Remember when House Speaker John Boehner said he was “trying to get off to a fast start” in the new Republican-controlled Congress? Nearly two months in, the GOP has managed to take a few more votes to repeal Obamacare and force the Keystone XL pipeline. They put up an extreme anti-abortion measure, but had to swap it for another one at the last minute due to a revolt within the ranks.
Now, with hours to go until the Department of Homeland Security runs out of money, Republicans in the House are trying to find a way to drag out their battle to undo President Obama’s executive order on immigration enforcement, while avoiding a shutdown.
The House will vote Friday on a temporary measure to fund DHS for three more weeks. For obvious reasons, Republicans are wary about shutting down the agency that deals with terrorism and immigration while simultaneously freaking out about terrorism and immigration. But Boehner won’t abandon the wing-nut caucus and their quest to block “executive amnesty” via the appropriations process, either. The stopgap measure is an attempt to make everyone happy, though ultimately it only prolongs the misery.

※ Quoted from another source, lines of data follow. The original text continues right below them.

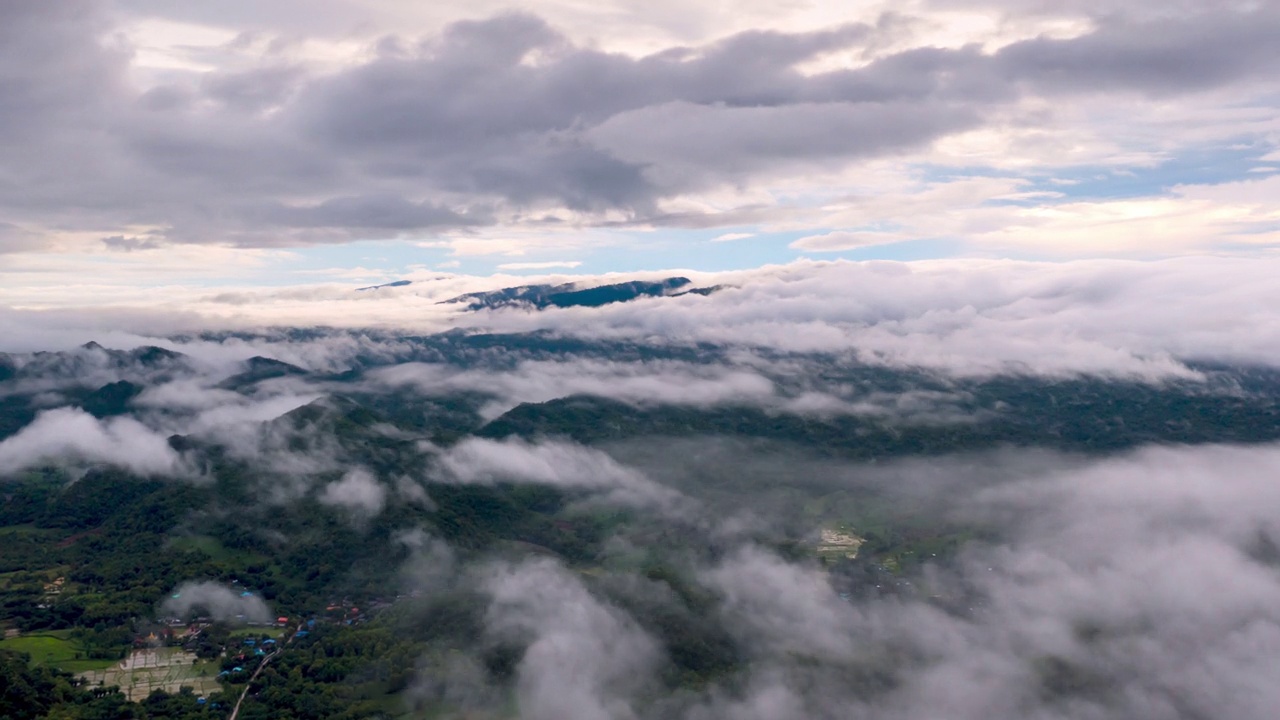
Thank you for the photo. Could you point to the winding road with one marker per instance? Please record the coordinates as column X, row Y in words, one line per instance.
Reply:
column 260, row 666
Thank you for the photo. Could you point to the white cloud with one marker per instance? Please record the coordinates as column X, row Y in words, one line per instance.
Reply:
column 357, row 492
column 218, row 601
column 553, row 463
column 71, row 434
column 547, row 265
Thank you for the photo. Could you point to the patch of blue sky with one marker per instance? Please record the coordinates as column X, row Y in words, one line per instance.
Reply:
column 1197, row 165
column 1210, row 164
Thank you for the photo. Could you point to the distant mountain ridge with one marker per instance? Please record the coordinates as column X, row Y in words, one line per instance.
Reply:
column 572, row 295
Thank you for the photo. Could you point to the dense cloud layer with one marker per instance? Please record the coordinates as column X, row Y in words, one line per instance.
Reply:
column 1143, row 586
column 71, row 436
column 1137, row 319
column 507, row 119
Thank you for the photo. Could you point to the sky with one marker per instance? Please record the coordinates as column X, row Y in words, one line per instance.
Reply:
column 177, row 146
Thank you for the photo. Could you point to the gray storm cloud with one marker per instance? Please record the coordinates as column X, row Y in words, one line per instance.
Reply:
column 218, row 601
column 494, row 136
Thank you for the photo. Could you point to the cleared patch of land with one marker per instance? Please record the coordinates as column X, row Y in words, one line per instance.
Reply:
column 151, row 669
column 55, row 648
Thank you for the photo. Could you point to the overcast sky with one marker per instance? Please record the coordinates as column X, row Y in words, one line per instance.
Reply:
column 183, row 142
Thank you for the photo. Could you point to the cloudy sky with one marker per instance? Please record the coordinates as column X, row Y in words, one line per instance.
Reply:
column 147, row 144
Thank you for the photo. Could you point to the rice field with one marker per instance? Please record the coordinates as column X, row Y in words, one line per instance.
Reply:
column 151, row 669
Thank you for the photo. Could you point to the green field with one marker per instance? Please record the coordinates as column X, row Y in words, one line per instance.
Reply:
column 55, row 648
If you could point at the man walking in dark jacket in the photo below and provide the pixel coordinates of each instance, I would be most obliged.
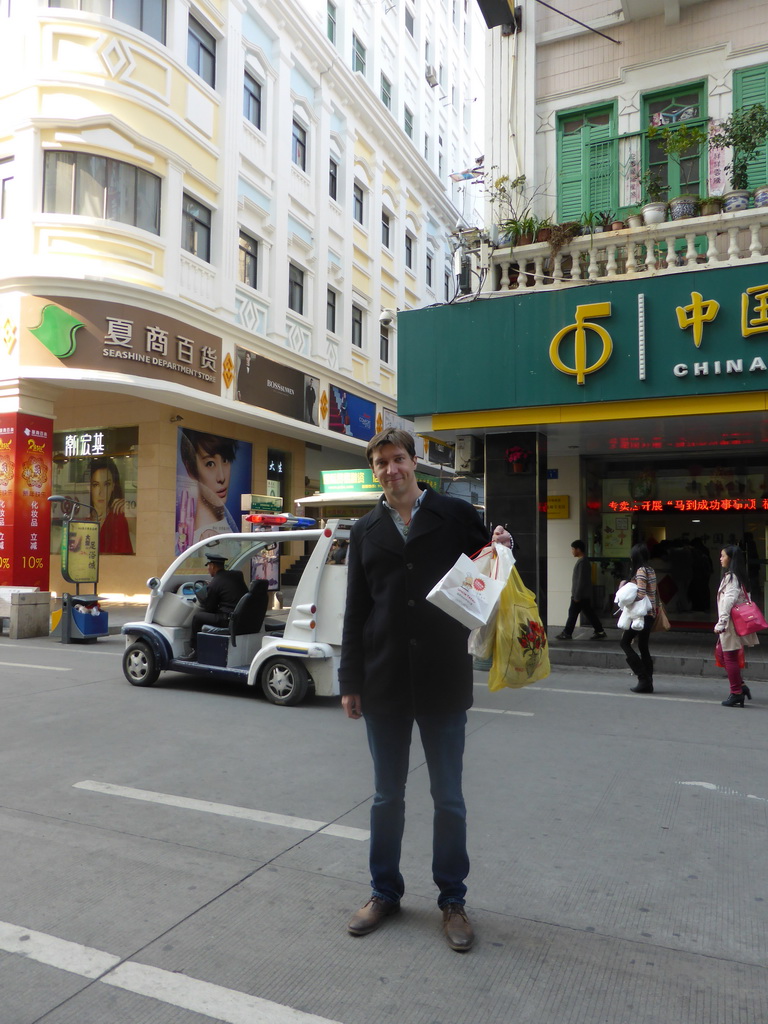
(403, 660)
(581, 596)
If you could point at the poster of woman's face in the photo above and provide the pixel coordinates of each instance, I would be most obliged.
(105, 482)
(212, 472)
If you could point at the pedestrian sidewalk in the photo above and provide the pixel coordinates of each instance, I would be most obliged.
(675, 653)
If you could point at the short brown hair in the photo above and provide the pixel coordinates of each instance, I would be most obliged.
(400, 438)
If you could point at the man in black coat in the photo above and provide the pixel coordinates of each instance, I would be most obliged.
(222, 594)
(404, 660)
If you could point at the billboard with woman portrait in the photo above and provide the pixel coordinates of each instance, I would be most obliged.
(212, 472)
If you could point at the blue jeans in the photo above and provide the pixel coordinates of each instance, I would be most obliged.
(442, 738)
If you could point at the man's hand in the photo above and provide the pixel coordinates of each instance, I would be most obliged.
(502, 537)
(352, 705)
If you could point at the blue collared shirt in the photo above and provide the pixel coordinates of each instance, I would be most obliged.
(402, 526)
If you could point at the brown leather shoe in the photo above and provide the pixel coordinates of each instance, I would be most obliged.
(371, 915)
(457, 928)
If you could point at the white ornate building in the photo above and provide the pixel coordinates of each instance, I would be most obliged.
(190, 182)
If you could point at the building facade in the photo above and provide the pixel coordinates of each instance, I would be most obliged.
(616, 377)
(210, 214)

On Friday morning the Senate easily passed a “clean” bill to fund DHS until September, with no language to block Obama’s orders. Still, leadership from both parties indicated they will support the House’s temporary funding measure if it passes in the interest of avoiding a shutdown. “I don’t know if they can pass the three-week bill. We would much prefer they do a full funding bill. But we’re not going to shut the government down,” Chuck Schumer, the vice chair of the Senate’s Democratic conference, said Friday on MSNBC. (There’s a small chance that even the temporary bill won’t pass the House. Democrats are whipping against it, which means that most Republicans will have to be on board.)
Passage of the stopgap measure would be undeniably good news for DHS employees who have been waiting to hear if they’ll be told to stay home on Monday (without pay) or come to work anyway (without pay). And yet it’s entirely possible that come March 19, when the temporary funding extension expires, federal employees will again find themselves back at the edge of the cliff, hostage to the House GOP.
In order to keep up the fight against the immigration orders during the three-week grace period, House Republicans will seek a conference with the Senate in order to reconcile differences between the Senate’s “clean” funding bill and an already-passed House bill that axes Obama’s actions. But that’s a nonstarter for Senate Democrats, as minority leader Harry Reid made clear on Thursday. “We will not allow a conference to take place. It won’t happen,” he said on Thursday.
With a veto the sure fate of any bill that undoes the executive orders, there is no way the GOP hardliners can win legislatively. (The courts are another story.) Of course, Boehner could put an end to the circus immediately by putting a clean funding bill up for a vote in the House, where it would likely pass with support from Democrats. That’s what will happen eventually, anyway, as in other shutdown fights. But why rush?